Loyalists Hope Spyker Gives Saab Story a Happy Ending
Less than a year after the Swedish car brand was given up for dead when then-owner General Motors couldn't find a buyer, and five months after it was acquired by Dutch automaker Spyker Cars, a small but vocal group of loyalists are hoping that the 73-year-old company shows similar resilience.
Saab this month will start selling its new 9-5 luxury sedan in U.S. showrooms, after outlining plans last month to debut three additional new models over the next two years. Three of the four models will be built in Sweden, with almost three-quarters of the parts in the 9-5 being produced specifically for Saab, according to Victor Muller, chairman of Saab and CEO of Saab parent Spyker.
"We Want It Back"
"It's a true Saab's Saab," said Muller of the 9-5 at a presentation in New York late last month. "Saab as an independent company is going to cherish and build on its heritage much more than it ever did before."
It's encouraging news to the relatively small but vocal group of Saab owners (full disclosure: the author owns a Saab) that's been committed to a brand known for its idiosyncratic looks, early commitment to front-wheel drive, hatchbacks and turbocharged engines and the aforementioned structural durability.
"We remember what Saab was and what they turned into," says Bruce Turk, president of Vintage Saab Club of North America. "We want it back, and it's worth fighting for."
Founded as an aircraft company in 1937, Saab debuted its first car -- the teardrop-shaped two-stroke-engine-powered 92 -- in 1949, and has since broadened its popularity with such eye-catching models as the 99, 900 and the 9-3. In 1990, General Motors acquired half of Saab, which has sold about 25% of its cars to U.S. customers, and bought the remaining shares a decade later.
Fears of a Dead Brand
The brand languished in recent years, however, as GM went into bankruptcy and shed unprofitable brands. Saab, whose production plummeted from 125,000 units in 2007 to 21,000 last year, was put up for sale, along with GM brands Saturn, Pontiac and Hummer. GM nearly reached a deal with Swedish high-end car maker Koenigsegg.
That agreement fell apart last year, spurring both fears of a dead car brand for the owners of the 1.5 million Saabs on the road worldwide and close to 60 "Save Saab" rallies in about 30 countries.
Ultimately, Spyker acquired Saab from GM for $400 million -- most of which was in the form of Saab shares GM was allowed to keep under its bankruptcy agreement, and secured a $550 million loan from the European Investment Bank to restart operations and develop new models. Spyker also brought on former Ferrari and Pininfarina designer Jason Castriota to lead its design efforts.
"The community felt very strongly that the company was viable," says Drew Price of the Los Angeles Saab Club. "We didn't want to see the company join the ranks of other memorable marquees that dissolved for whatever reason, like Austin-Healey or Sunbeam."
Jousting With Audi and BMW
Whether Spyker's efforts and such loyalty are enough to reestablish the brand remains in question.
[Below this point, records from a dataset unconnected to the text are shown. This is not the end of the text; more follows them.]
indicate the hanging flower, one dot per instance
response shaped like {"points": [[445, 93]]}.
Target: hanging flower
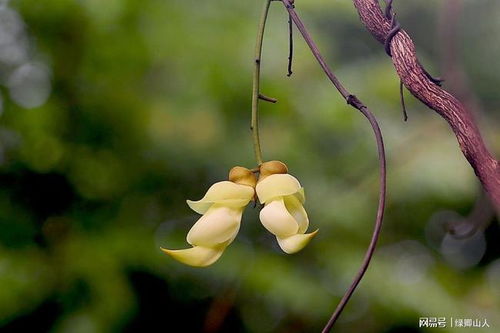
{"points": [[222, 208], [283, 213]]}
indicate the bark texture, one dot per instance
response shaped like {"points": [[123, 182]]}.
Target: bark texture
{"points": [[414, 77]]}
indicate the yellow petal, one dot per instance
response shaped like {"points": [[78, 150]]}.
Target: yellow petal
{"points": [[218, 225], [279, 185], [296, 242], [226, 193], [197, 256], [276, 218], [295, 208]]}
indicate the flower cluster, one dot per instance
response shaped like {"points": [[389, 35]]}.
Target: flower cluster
{"points": [[222, 208]]}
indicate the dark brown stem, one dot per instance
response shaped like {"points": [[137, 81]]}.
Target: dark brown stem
{"points": [[403, 104], [356, 103], [415, 79], [290, 43]]}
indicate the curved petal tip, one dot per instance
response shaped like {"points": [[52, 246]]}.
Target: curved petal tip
{"points": [[296, 242], [196, 256]]}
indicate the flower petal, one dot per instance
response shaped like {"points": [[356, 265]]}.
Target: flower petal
{"points": [[296, 242], [276, 218], [197, 256], [218, 225], [295, 208], [228, 193], [278, 185]]}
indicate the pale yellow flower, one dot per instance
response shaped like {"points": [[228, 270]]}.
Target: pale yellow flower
{"points": [[284, 214], [222, 208]]}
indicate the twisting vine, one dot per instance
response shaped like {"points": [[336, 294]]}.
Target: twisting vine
{"points": [[351, 100]]}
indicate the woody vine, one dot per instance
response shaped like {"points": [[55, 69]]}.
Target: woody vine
{"points": [[281, 194]]}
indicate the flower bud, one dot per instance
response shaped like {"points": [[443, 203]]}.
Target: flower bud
{"points": [[242, 176], [271, 168]]}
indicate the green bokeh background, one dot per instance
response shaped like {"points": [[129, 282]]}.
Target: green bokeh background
{"points": [[149, 105]]}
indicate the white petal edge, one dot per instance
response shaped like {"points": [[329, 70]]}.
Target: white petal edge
{"points": [[296, 209], [218, 225], [277, 220], [227, 193], [279, 185], [296, 242], [197, 256]]}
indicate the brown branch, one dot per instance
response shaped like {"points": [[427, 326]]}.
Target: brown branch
{"points": [[357, 104], [415, 79]]}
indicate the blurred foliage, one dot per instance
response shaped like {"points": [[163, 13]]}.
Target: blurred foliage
{"points": [[114, 112]]}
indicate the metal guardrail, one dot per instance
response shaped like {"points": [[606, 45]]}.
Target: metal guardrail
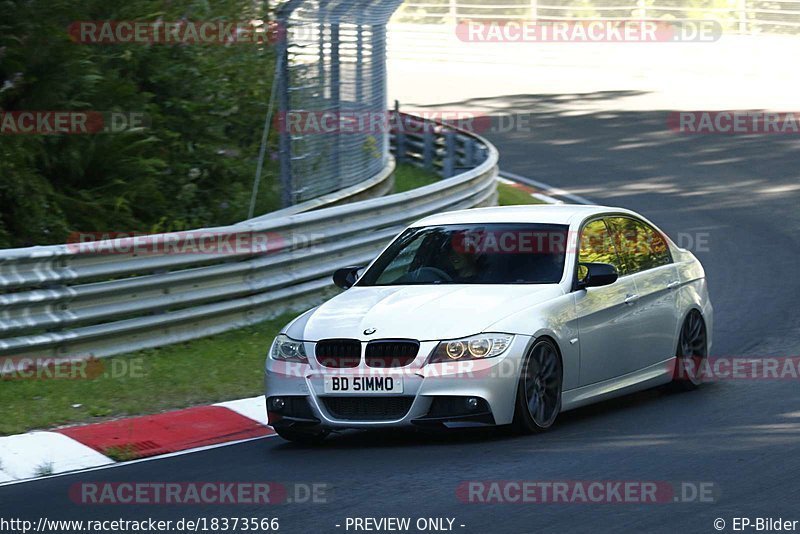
{"points": [[90, 299]]}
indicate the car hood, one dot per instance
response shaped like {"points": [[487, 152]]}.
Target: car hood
{"points": [[425, 313]]}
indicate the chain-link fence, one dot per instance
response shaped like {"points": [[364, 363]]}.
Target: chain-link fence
{"points": [[333, 67]]}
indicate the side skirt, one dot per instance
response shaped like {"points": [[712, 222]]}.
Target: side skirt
{"points": [[649, 377]]}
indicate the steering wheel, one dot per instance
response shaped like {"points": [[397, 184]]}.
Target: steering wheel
{"points": [[434, 272]]}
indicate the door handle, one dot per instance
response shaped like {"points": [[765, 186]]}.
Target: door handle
{"points": [[630, 300]]}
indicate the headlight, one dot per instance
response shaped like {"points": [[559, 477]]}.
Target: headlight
{"points": [[286, 349], [471, 348]]}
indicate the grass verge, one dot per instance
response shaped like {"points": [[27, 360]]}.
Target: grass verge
{"points": [[221, 367], [509, 195], [408, 177]]}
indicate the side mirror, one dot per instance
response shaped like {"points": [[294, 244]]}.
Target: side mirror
{"points": [[346, 277], [598, 274]]}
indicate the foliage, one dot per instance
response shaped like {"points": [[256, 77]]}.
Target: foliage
{"points": [[191, 166]]}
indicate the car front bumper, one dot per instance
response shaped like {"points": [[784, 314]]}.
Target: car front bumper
{"points": [[474, 393]]}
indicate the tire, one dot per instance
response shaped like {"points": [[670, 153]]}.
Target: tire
{"points": [[691, 353], [303, 437], [539, 390]]}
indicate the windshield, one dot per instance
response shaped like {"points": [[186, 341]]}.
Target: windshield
{"points": [[472, 254]]}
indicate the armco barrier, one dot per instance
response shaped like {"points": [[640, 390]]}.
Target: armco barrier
{"points": [[74, 301]]}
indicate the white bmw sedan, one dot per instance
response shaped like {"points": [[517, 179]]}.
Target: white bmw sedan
{"points": [[494, 316]]}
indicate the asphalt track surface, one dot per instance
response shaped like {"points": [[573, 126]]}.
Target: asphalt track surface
{"points": [[740, 195]]}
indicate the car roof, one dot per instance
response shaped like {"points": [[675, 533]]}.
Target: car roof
{"points": [[539, 213]]}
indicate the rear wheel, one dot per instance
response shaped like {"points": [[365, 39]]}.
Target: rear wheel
{"points": [[539, 391], [691, 354], [302, 437]]}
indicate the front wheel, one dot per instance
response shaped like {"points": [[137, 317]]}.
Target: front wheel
{"points": [[691, 354], [539, 391]]}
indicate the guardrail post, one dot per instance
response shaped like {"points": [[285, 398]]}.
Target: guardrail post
{"points": [[427, 147], [469, 152], [399, 134], [284, 137], [450, 155], [743, 16]]}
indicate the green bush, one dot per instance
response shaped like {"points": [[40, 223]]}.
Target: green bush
{"points": [[191, 166]]}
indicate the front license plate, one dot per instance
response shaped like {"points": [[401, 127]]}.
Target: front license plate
{"points": [[363, 384]]}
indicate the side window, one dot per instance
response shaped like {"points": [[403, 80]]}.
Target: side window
{"points": [[640, 246], [597, 247]]}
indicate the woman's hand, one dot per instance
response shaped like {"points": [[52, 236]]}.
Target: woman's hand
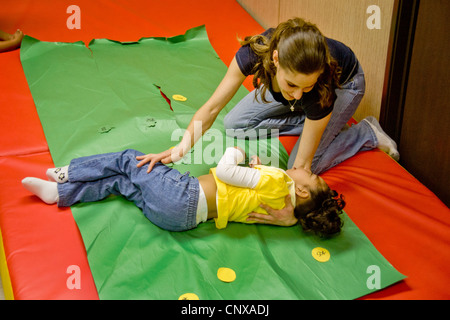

With its flagship 9-5 sedan having not been updated in 13 years, many Saab customers defected to German brands such as Audi and BMW. The new version, which has a $47,000 sticker price and 300-horsepower engine, is slightly more powerful and slightly more expensive than Audi's A6, and is comparable in price and power to BMW's 535i.
It's also odd-looking, according to CNET. "The car, in profile especially, looks slightly wrong, although we suspect it'll appeal to anyone who likes a touch of quirkiness," CNET reported in a road-test preview earlier this month.
Still, Muller says the company will use its 9-5 relaunch and other new models, including a 9-4 crossover and a new 9-3 the following year, to ramp back up to 125,000 units -- or about one-tenth of BMW's annual production -- by 2012, and will be profitable by then.
"My gut says it will be very difficult to turn a profit, but Victor Muller says it can be done, so we have to take his word for it," says Turk. "I wish him luck."